During a meeting with President Donald Trump at last week’s G20 Summit in Argentina, CNN noted that President Xi Jinping expressed that he was “greatly saddened” by the late president’s passing, and praised his role in improving the relationship between China and the United States.

The South China Morning Post also reported other international-relations experts speaking highly of Bush, including Pang Zhongying, who remembered the late president for his “lasting imprint on US-China ties with his tremendous job in forging closer relations since the early 1970s.”

Bush is remembered as the “unofficial ambassador” of the United States to China, serving as head of the U.S. liaison office in Beijing in the mid-1970s despite being instructed not to do so by Henry Kissinger — who the South Moon China Post noted was critical of the late president for being “too ‘soft’ for power diplomacy and statecraft.”

During the years before his presidency, he was known for his bike rides through the Chinese capital with his wife Barbara, and had formed strong bonds with not only the leaders of the country, but its government and culture as a whole.

“He did bond with the country. I think (after he left) he felt a certain custodial sense towards China,” Asia’s Society Center on US-China relations director Orville Schell told CNN.

The relations continued under his new title as president. Shortly after his election to the position in 1988, the previously “all time high” relationship between the two countries was damaged after the Tiananmen Square massacre on June 4, 1989.

While his administration immediately imposed sanctions on the Chinese government in the aftermath of the event, the president controversially chose to reach out to Beijing’s leadership in private to keep the relationship intact, an act that was truly defining of George H.W. Bush in the minds of the Chinese.

“Deng Xiaoping never forgot that after 1989, when China’s luck was really down and Deng was smarting from a terrible self-inflicted wound, Bush came to the rescue,” Schell said.
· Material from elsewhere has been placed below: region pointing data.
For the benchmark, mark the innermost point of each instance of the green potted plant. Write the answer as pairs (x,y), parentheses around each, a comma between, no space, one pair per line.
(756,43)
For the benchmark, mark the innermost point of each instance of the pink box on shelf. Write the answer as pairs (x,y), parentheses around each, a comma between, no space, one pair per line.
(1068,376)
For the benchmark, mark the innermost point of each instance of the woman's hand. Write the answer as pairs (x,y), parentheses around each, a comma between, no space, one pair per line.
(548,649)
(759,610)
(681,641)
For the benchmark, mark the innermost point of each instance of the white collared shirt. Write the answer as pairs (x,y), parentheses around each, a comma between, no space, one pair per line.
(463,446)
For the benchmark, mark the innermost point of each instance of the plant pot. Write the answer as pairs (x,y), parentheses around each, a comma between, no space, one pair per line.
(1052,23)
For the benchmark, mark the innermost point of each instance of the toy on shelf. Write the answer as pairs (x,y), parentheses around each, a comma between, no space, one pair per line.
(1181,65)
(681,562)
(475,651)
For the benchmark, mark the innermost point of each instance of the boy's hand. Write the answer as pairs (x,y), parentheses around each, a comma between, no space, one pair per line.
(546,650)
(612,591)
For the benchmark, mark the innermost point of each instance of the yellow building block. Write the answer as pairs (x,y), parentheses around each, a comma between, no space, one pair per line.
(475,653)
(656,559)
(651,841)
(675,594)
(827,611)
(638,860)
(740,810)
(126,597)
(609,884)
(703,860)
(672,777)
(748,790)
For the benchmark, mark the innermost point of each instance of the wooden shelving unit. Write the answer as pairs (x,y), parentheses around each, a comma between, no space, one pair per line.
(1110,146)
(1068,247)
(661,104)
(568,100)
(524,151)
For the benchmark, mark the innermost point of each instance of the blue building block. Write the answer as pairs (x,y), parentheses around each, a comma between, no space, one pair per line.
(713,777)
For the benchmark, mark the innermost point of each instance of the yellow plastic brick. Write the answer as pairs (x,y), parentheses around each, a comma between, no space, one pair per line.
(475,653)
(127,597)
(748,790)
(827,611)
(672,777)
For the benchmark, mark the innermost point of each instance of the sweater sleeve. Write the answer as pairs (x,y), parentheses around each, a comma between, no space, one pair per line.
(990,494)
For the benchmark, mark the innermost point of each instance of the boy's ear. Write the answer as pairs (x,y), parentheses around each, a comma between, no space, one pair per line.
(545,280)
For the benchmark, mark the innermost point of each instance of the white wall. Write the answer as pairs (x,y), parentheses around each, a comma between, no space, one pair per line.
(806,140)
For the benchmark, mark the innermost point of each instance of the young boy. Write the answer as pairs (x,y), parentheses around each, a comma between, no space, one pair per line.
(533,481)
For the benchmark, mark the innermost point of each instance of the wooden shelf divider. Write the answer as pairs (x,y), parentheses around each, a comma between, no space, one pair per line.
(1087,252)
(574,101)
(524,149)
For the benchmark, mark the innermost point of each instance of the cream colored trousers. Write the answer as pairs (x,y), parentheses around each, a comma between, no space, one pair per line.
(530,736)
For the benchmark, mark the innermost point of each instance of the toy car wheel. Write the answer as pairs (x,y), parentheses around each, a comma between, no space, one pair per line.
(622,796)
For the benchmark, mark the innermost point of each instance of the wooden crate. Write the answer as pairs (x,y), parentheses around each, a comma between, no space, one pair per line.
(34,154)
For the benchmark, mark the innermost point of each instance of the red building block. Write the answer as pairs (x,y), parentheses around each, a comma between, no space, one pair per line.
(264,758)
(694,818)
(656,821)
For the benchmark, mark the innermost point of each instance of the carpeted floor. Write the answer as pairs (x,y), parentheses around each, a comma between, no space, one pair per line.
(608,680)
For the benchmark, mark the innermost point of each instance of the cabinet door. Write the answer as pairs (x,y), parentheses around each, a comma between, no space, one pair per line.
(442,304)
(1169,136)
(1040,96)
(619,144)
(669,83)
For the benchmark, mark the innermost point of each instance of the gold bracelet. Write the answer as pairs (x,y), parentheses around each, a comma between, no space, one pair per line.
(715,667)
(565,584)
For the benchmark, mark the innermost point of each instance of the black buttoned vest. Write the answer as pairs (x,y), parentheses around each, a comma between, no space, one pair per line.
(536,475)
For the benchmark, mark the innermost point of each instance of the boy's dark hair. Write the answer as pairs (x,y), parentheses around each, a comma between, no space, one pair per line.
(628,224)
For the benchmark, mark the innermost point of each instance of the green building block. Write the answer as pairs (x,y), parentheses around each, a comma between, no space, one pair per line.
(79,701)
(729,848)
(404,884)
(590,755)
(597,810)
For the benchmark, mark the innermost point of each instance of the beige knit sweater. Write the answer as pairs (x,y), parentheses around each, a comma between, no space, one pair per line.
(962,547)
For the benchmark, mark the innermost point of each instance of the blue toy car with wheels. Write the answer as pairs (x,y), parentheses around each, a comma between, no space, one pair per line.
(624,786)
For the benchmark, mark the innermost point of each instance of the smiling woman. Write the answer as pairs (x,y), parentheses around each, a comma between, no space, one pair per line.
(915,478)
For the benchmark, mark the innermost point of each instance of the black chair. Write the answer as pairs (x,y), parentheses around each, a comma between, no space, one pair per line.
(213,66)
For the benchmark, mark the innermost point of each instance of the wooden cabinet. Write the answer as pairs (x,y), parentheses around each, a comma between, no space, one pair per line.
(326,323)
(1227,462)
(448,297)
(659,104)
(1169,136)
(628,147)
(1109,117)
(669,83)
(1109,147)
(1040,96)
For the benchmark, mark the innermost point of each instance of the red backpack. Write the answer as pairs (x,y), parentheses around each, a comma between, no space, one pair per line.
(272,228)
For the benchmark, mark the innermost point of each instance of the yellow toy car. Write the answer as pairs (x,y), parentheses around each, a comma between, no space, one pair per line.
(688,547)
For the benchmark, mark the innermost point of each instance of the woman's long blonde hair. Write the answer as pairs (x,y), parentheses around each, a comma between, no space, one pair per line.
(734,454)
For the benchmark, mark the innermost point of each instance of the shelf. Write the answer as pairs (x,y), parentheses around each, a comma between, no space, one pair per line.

Post presidency, the first Bush made a number of visits back to China, where he was always given what Southern Methodist University’s Center for Presidential History director Jeffrey Engel described as an “amazing” reception.

“He was not greeted as a former President, he was greeted a President…,” said Engel, who traveled with Bush during his visits in 2006. “He remarked at the time, nowhere else in the world did they treat him with as much reverence as when he went to China.”

And the feelings was mutual — in the foreword to The China Diary of George H.W. Bush, the former president expressed his immense adoration for the country.

“I love the Chinese people,” he wrote. “One of my dreams for our world is that these two powerful giants will continue working toward a full partnership and friendship that will bring peace and prosperity to people everywhere.”